L’origine dei cantucci risale almeno al XVI secolo. Il nome sembra derivare da “cantellus”, in latino “pezzo o fetta di pane”, una galletta salata che già i soldati romani consumavano durante le campagne militari. Altri fanno derivare la parola da “canto”, angolo, piccola parte. A partire dalla seconda metà del ‘500, troviamo questi biscotti alla corte dei Medici, anche se pare non contenessero ancora le mandorle. L’Accademia della Crusca a fine ‘600 dà la prima definizione di “cantuccio”: “biscotto a fette, di fior di farina, con zucchero e chiara d’uovo”. Orgoglio del Made in Italy già all’epoca, i Cantucci vennero portati all’Esposizione Universale di Parigi nel 1867 riscuotendo un grande successo. A partire dal ‘900 i Cantucci con le mandorle iniziarono ad essere prodotti in tutta la regione sempre più su larga scala. Nel 2011 nasce l'associazione di produttori per ottenere il riconoscimento di Indicazione Geografica Protetta, IGP, che è arrivato nel 2016 e comprende l’intero territorio amministrativo della regione Toscana. 

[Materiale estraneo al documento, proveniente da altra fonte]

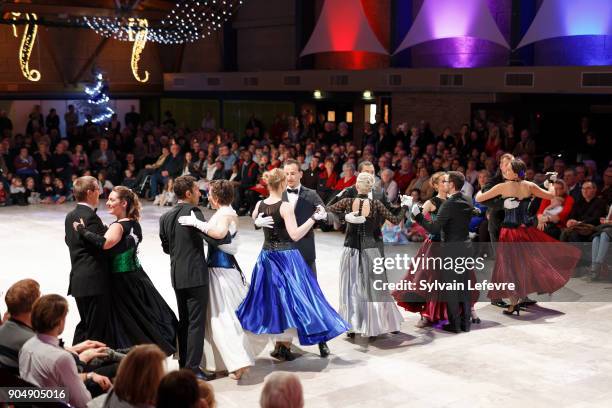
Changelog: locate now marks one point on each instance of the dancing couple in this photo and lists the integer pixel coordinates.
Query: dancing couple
(117, 302)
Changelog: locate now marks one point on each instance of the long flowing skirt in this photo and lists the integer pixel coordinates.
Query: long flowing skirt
(283, 295)
(139, 314)
(533, 261)
(368, 314)
(227, 347)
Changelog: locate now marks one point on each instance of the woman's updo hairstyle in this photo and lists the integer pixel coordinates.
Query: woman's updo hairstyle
(274, 178)
(133, 207)
(435, 179)
(519, 168)
(365, 182)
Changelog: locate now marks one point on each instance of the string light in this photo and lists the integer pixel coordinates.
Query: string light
(140, 40)
(25, 48)
(188, 21)
(99, 97)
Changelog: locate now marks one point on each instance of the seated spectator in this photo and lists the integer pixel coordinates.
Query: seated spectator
(18, 192)
(282, 390)
(104, 184)
(422, 184)
(552, 217)
(137, 380)
(171, 167)
(207, 394)
(18, 329)
(389, 185)
(348, 178)
(42, 359)
(168, 196)
(599, 249)
(24, 164)
(129, 180)
(178, 389)
(585, 215)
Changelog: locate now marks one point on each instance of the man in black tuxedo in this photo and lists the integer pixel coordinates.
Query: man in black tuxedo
(89, 276)
(189, 272)
(305, 202)
(377, 193)
(452, 223)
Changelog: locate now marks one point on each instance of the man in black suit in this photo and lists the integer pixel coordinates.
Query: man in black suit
(377, 193)
(305, 202)
(189, 272)
(452, 223)
(89, 276)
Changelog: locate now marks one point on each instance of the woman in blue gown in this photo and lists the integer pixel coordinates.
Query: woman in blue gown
(284, 296)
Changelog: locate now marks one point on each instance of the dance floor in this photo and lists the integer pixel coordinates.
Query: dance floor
(557, 354)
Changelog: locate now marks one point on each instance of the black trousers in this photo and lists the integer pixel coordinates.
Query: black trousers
(192, 303)
(95, 320)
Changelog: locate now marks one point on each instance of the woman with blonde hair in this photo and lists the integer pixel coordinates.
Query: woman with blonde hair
(370, 311)
(284, 295)
(139, 314)
(137, 380)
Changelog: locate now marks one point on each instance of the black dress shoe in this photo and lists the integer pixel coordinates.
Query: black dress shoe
(450, 328)
(203, 375)
(324, 350)
(499, 303)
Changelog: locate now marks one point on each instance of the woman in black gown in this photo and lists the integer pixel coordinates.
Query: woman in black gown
(139, 313)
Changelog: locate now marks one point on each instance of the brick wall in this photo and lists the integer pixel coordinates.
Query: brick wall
(439, 109)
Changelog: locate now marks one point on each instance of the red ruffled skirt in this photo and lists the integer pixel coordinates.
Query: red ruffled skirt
(532, 260)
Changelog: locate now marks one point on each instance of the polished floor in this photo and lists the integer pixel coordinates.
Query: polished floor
(559, 354)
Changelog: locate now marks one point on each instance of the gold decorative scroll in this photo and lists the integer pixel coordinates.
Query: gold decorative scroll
(140, 40)
(28, 40)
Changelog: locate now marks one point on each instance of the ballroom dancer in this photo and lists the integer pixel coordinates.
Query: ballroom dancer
(189, 272)
(284, 293)
(525, 258)
(89, 275)
(370, 312)
(495, 209)
(139, 314)
(452, 223)
(226, 346)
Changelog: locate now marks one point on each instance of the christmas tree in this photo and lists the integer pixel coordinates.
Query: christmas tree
(97, 101)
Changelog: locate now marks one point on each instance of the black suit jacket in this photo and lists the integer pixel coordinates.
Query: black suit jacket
(453, 219)
(305, 206)
(89, 275)
(184, 245)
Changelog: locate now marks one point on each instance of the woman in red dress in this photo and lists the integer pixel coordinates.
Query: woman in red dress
(526, 256)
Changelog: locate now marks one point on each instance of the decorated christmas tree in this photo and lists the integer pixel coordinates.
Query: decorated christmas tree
(97, 104)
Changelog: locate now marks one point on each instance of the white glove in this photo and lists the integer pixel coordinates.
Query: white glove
(510, 203)
(320, 213)
(192, 221)
(353, 218)
(406, 201)
(264, 222)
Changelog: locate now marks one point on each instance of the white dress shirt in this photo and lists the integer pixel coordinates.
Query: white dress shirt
(293, 197)
(44, 363)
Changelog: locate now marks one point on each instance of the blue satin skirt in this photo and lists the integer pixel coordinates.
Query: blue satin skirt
(284, 294)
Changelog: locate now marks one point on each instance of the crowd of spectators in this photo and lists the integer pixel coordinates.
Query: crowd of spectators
(38, 165)
(32, 353)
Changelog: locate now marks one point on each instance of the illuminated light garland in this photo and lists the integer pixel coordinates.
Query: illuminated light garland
(27, 44)
(98, 97)
(140, 41)
(188, 21)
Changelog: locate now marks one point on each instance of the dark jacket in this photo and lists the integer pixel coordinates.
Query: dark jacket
(453, 219)
(184, 245)
(305, 206)
(89, 275)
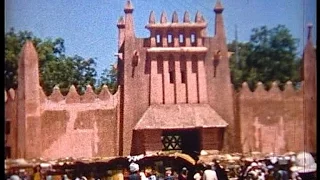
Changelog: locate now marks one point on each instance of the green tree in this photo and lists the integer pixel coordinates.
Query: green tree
(55, 67)
(109, 78)
(269, 56)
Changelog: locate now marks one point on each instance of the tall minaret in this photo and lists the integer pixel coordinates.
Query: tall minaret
(309, 94)
(129, 27)
(220, 89)
(219, 25)
(29, 125)
(127, 83)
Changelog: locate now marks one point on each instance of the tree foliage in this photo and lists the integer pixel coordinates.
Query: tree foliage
(269, 56)
(109, 78)
(55, 67)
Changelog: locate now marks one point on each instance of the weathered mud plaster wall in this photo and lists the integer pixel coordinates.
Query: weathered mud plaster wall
(271, 121)
(75, 126)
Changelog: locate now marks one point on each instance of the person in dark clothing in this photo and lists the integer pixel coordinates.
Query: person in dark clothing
(168, 174)
(221, 173)
(134, 172)
(184, 174)
(308, 176)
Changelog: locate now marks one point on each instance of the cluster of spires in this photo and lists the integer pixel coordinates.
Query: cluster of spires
(163, 18)
(186, 18)
(274, 87)
(72, 96)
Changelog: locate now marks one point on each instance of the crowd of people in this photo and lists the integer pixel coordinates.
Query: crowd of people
(296, 167)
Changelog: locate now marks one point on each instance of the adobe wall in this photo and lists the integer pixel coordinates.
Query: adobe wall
(79, 126)
(270, 121)
(136, 91)
(220, 91)
(11, 115)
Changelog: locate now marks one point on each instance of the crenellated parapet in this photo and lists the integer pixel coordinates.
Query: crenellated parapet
(74, 98)
(274, 93)
(176, 34)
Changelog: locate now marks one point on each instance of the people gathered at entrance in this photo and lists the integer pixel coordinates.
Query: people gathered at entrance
(301, 166)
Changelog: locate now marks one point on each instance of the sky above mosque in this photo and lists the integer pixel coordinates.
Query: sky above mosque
(89, 27)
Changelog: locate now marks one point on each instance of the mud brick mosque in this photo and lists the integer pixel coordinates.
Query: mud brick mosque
(175, 93)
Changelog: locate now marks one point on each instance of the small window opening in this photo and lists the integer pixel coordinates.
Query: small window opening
(8, 152)
(171, 142)
(171, 74)
(181, 39)
(169, 38)
(193, 40)
(8, 128)
(183, 77)
(158, 39)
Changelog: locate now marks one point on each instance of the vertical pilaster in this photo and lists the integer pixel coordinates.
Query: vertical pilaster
(202, 83)
(29, 124)
(156, 96)
(168, 87)
(191, 82)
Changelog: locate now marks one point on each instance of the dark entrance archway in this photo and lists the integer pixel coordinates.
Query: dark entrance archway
(185, 140)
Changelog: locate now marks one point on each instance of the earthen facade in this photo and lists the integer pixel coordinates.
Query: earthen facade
(175, 92)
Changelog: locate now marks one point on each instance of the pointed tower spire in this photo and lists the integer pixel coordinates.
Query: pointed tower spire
(28, 103)
(175, 18)
(186, 17)
(129, 28)
(163, 18)
(198, 17)
(219, 25)
(310, 93)
(128, 8)
(121, 26)
(218, 8)
(152, 18)
(309, 31)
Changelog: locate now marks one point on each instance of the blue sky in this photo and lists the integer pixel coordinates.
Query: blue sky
(89, 26)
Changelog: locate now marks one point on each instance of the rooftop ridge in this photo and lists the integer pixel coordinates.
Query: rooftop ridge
(89, 95)
(198, 18)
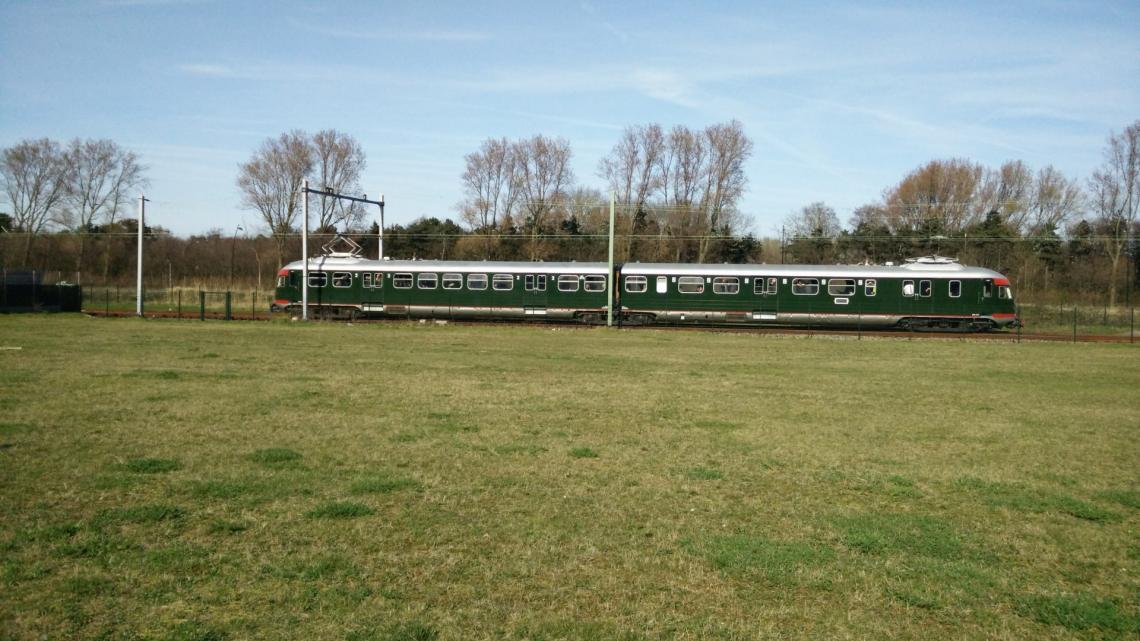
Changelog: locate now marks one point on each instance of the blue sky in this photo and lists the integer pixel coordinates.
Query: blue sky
(841, 98)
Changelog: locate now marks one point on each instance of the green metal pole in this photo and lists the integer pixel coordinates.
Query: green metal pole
(609, 302)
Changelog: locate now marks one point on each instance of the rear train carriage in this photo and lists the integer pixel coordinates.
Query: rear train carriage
(925, 293)
(348, 286)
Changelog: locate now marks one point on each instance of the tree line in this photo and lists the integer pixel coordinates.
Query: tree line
(677, 193)
(1047, 230)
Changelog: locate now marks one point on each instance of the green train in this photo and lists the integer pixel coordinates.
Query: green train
(925, 293)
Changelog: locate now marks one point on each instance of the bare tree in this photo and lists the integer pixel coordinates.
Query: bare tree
(725, 180)
(543, 167)
(814, 220)
(103, 179)
(339, 162)
(632, 172)
(35, 183)
(1115, 194)
(490, 188)
(1009, 191)
(1056, 200)
(271, 181)
(938, 197)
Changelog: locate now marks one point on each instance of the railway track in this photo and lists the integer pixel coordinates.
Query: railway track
(1007, 335)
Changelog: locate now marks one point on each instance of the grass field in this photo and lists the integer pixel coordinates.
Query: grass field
(184, 480)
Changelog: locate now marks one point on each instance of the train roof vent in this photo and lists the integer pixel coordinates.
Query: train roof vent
(939, 262)
(933, 260)
(341, 246)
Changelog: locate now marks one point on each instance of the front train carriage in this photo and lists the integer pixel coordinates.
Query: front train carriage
(927, 293)
(434, 289)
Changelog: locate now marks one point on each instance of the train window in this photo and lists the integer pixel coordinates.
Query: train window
(426, 281)
(805, 286)
(477, 282)
(691, 284)
(453, 281)
(535, 282)
(594, 283)
(725, 285)
(503, 282)
(841, 286)
(568, 283)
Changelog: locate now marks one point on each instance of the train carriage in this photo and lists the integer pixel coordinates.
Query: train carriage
(349, 286)
(923, 293)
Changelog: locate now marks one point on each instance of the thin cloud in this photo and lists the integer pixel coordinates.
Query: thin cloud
(388, 33)
(216, 71)
(589, 9)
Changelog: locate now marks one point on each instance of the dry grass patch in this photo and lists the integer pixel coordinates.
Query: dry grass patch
(518, 483)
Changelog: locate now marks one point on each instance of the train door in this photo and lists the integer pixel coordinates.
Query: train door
(453, 292)
(372, 292)
(534, 294)
(766, 301)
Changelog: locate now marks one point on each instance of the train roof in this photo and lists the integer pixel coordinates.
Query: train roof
(356, 264)
(910, 269)
(920, 268)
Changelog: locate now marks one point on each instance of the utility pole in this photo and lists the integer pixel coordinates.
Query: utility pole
(233, 248)
(380, 245)
(327, 192)
(609, 301)
(138, 287)
(304, 250)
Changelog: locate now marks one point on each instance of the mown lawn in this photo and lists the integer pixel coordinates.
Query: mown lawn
(185, 480)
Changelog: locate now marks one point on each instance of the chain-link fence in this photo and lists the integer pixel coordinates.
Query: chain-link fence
(179, 302)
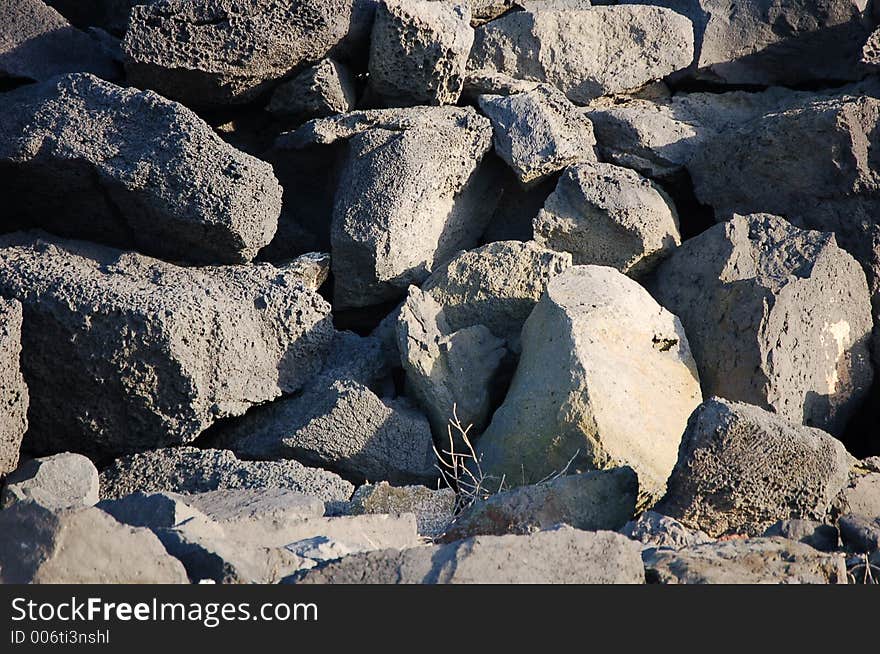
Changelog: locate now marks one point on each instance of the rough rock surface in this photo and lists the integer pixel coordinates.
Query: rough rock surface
(592, 501)
(122, 352)
(220, 52)
(60, 481)
(562, 555)
(36, 42)
(586, 53)
(419, 51)
(190, 470)
(780, 42)
(433, 509)
(409, 196)
(321, 90)
(496, 285)
(79, 546)
(539, 132)
(606, 215)
(448, 372)
(740, 469)
(595, 343)
(776, 316)
(131, 169)
(13, 391)
(745, 561)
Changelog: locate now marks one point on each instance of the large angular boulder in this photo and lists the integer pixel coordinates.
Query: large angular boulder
(191, 470)
(776, 316)
(762, 42)
(562, 555)
(592, 501)
(741, 469)
(80, 546)
(123, 353)
(496, 285)
(745, 561)
(538, 132)
(13, 390)
(36, 42)
(133, 170)
(606, 215)
(811, 163)
(60, 481)
(220, 52)
(586, 53)
(606, 379)
(419, 51)
(448, 372)
(409, 196)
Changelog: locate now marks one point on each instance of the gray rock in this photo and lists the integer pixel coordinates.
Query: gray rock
(745, 561)
(562, 555)
(60, 481)
(860, 533)
(419, 51)
(448, 372)
(776, 316)
(36, 42)
(122, 352)
(815, 534)
(765, 43)
(321, 90)
(219, 52)
(808, 163)
(79, 546)
(606, 379)
(539, 132)
(409, 197)
(190, 470)
(433, 509)
(740, 469)
(132, 170)
(606, 215)
(586, 53)
(496, 285)
(655, 530)
(593, 501)
(13, 390)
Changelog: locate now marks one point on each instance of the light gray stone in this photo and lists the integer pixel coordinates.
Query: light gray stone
(190, 470)
(539, 132)
(562, 555)
(419, 51)
(60, 481)
(776, 316)
(741, 468)
(123, 353)
(133, 170)
(606, 215)
(586, 53)
(14, 397)
(218, 52)
(745, 561)
(79, 546)
(592, 501)
(36, 42)
(321, 90)
(448, 372)
(606, 379)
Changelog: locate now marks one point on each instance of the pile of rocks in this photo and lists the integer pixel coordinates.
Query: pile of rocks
(439, 291)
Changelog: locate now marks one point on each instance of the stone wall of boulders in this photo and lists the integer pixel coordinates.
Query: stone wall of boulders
(439, 291)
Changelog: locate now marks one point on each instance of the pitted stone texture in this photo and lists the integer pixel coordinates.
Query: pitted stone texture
(131, 169)
(776, 316)
(123, 353)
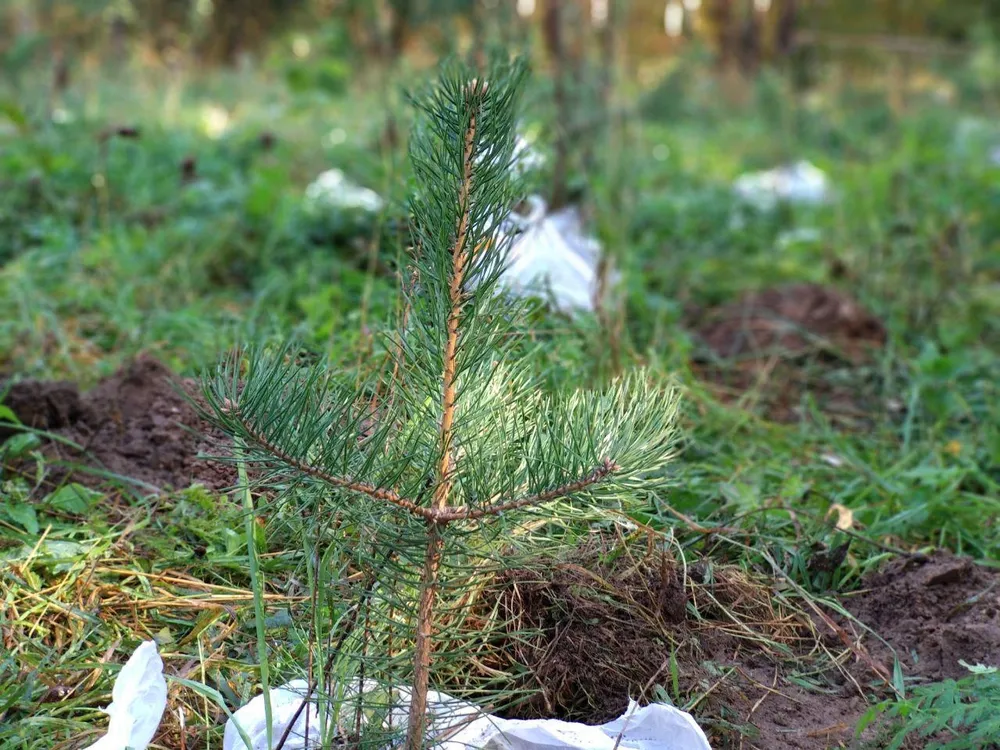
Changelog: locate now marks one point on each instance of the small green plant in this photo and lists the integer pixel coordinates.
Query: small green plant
(959, 714)
(415, 474)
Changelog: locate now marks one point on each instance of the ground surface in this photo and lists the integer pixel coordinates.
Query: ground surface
(831, 539)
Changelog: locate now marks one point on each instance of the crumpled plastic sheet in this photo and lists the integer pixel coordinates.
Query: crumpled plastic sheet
(457, 725)
(552, 256)
(138, 700)
(799, 183)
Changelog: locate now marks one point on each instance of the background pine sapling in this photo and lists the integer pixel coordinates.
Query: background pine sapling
(418, 473)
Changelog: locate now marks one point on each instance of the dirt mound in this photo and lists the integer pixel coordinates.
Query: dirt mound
(135, 424)
(784, 342)
(591, 635)
(933, 611)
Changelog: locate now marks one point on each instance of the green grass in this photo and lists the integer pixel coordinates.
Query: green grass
(105, 253)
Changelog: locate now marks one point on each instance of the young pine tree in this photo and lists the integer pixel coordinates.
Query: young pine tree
(450, 442)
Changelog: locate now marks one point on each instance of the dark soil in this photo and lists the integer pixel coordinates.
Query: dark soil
(136, 424)
(934, 611)
(605, 633)
(789, 341)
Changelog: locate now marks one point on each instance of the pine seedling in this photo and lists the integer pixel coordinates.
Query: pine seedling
(450, 443)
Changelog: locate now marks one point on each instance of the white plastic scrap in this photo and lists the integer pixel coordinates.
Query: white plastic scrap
(138, 699)
(552, 253)
(653, 727)
(332, 189)
(285, 703)
(457, 725)
(801, 183)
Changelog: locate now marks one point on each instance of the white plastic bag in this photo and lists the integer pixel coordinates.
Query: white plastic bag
(800, 183)
(285, 702)
(138, 699)
(456, 725)
(332, 189)
(552, 255)
(653, 727)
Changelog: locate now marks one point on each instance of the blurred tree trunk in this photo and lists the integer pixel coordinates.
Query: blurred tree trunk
(553, 33)
(787, 25)
(750, 40)
(722, 23)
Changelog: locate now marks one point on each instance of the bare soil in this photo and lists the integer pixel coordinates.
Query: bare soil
(138, 424)
(782, 343)
(933, 611)
(602, 625)
(604, 633)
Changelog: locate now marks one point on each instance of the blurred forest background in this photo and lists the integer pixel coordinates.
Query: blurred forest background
(742, 33)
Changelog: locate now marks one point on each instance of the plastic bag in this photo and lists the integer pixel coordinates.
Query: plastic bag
(332, 189)
(456, 725)
(800, 183)
(653, 727)
(285, 703)
(138, 700)
(551, 255)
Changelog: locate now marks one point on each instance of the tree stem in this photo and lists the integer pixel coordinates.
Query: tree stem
(422, 644)
(460, 256)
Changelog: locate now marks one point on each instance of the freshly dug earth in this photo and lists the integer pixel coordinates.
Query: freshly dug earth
(598, 634)
(784, 342)
(933, 610)
(136, 424)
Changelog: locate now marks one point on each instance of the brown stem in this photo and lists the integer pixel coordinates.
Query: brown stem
(460, 257)
(422, 644)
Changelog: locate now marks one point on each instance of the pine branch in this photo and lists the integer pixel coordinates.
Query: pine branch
(465, 513)
(347, 483)
(460, 256)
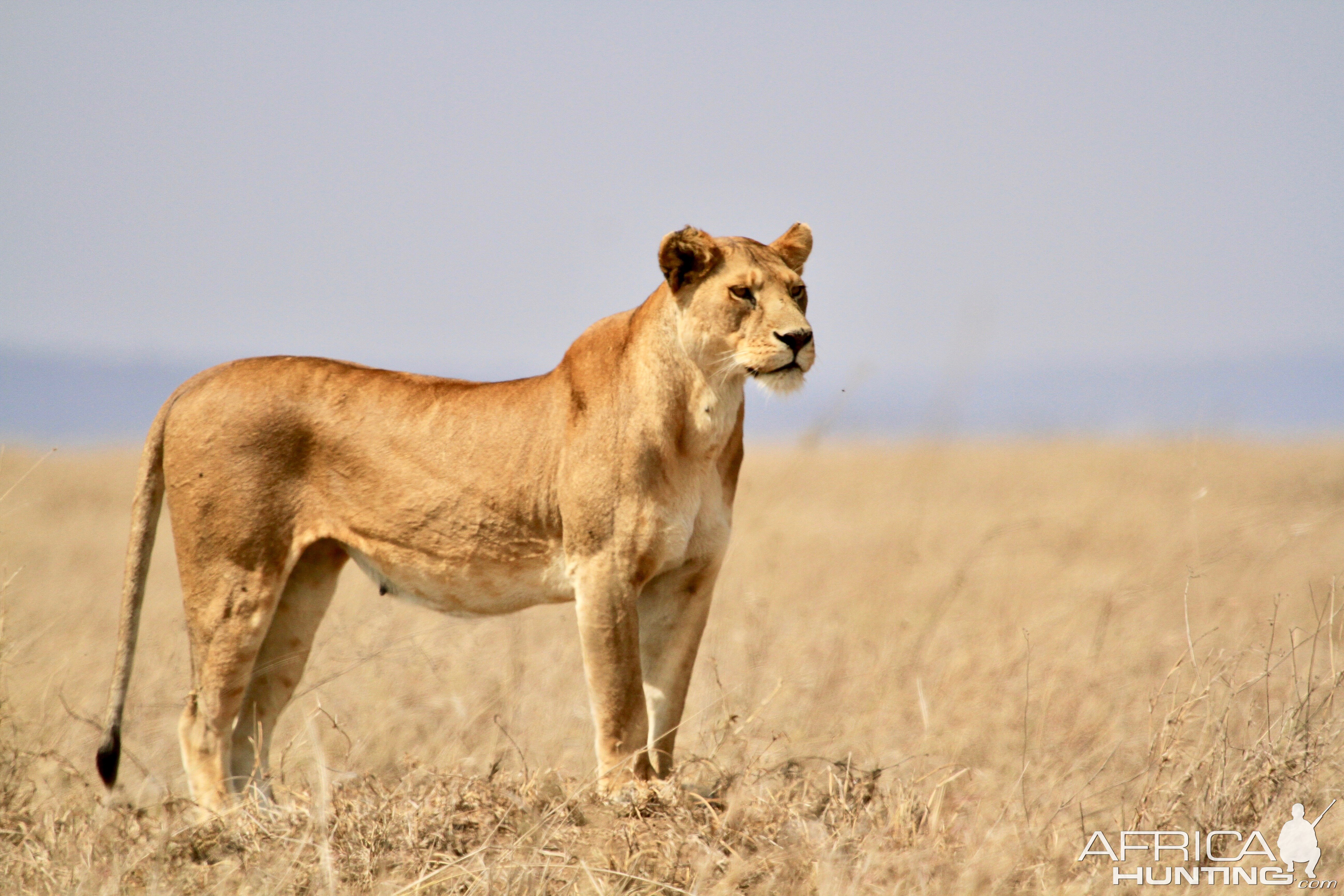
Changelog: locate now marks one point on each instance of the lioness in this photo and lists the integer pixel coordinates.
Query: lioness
(608, 481)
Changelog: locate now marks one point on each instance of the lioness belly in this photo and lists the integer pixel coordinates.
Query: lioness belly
(480, 587)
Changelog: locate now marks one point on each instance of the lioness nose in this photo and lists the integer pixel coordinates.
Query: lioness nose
(795, 339)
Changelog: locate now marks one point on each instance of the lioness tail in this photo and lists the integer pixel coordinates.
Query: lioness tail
(144, 522)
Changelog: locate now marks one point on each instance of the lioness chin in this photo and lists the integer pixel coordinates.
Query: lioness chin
(608, 481)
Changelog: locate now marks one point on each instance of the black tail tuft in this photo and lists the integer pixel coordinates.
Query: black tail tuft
(109, 757)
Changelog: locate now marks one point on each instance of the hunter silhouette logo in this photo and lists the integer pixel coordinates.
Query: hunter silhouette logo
(1226, 858)
(1298, 842)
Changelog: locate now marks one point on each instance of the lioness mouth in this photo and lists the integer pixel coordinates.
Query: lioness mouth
(791, 366)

Come avviene la produzione dei Cantucci

Il cantuccio si presenta come un biscotto oblungo di circa dieci centimetri. La sua forma deriva dal taglio in diagonale che viene dato al filone di impasto al termine della prima cottura. L’impasto prevede questi ingredienti: farina bianca, poco lievito, miele, zucchero, uova e burro. Il composto viene poi impastato a lungo, finché non raggiunge una consistenza morbida ed elastica. Solo alla fine si aggiungono le mandorle sgusciate che devono essere dolci, ma rigorosamente con la buccia. Si maneggia ancora un po' il composto, che poi viene diviso in lunghi filoni da cuocere in forno per circa 20 minuti.
Ecco il momento clou: dopo una decina di minuti di riposo i filoni si tagliano a mano con il famoso taglio obliquo. A questo punto vanno rimessi in forno a temperatura più bassa per terminare la cottura. È proprio questo passaggio a regalare la consistenza biscottata tipica del cantuccio. Per rispettare il disciplinare ogni biscotto non deve pesare meno di 15 g, lo spessore non superare gli 2,8 cm e la presenza di mandorle non deve essere inferiore al 20% per chilogrammo. Vero e proprio sapore della tradizione toscana, i cantucci devono essere confezionati nell’area geografica delimitata in modo che l’eventuale umidità non ne pregiudichi la croccantezza.

Consigli per mangiare i Cantucci

Il Cantuccio è unito da un matrimonio longevo e gratificante con il Vin Santo del Chianti, ma anche con il Marsala invecchiato ad esempio o con un Passito di Pantelleria. Chi conosce il bon ton sa che il cantuccio non andrebbe intinto nel vino, ma non riuscirete mai a convincere un vero toscano a fare il contrario. Il cantuccio si può gustare tranquillamente da solo, ma le esportazioni in Giappone e Stati Uniti ci hanno insegnato ad accompagnarlo al o a una tazza di caffè. Su qualsiasi consistenza cremosa si può sbriciolare un crumble di cantucci. Inoltre, questi biscotti possono essere serviti in abbinamento a panna montata, crema pasticcera o usati come base per un tiramisù. Non è difficile preparare i cantucci in casa e conservarli. Questi biscotti possono durare per diverse settimane in una scatola di latta foderata con carta forno.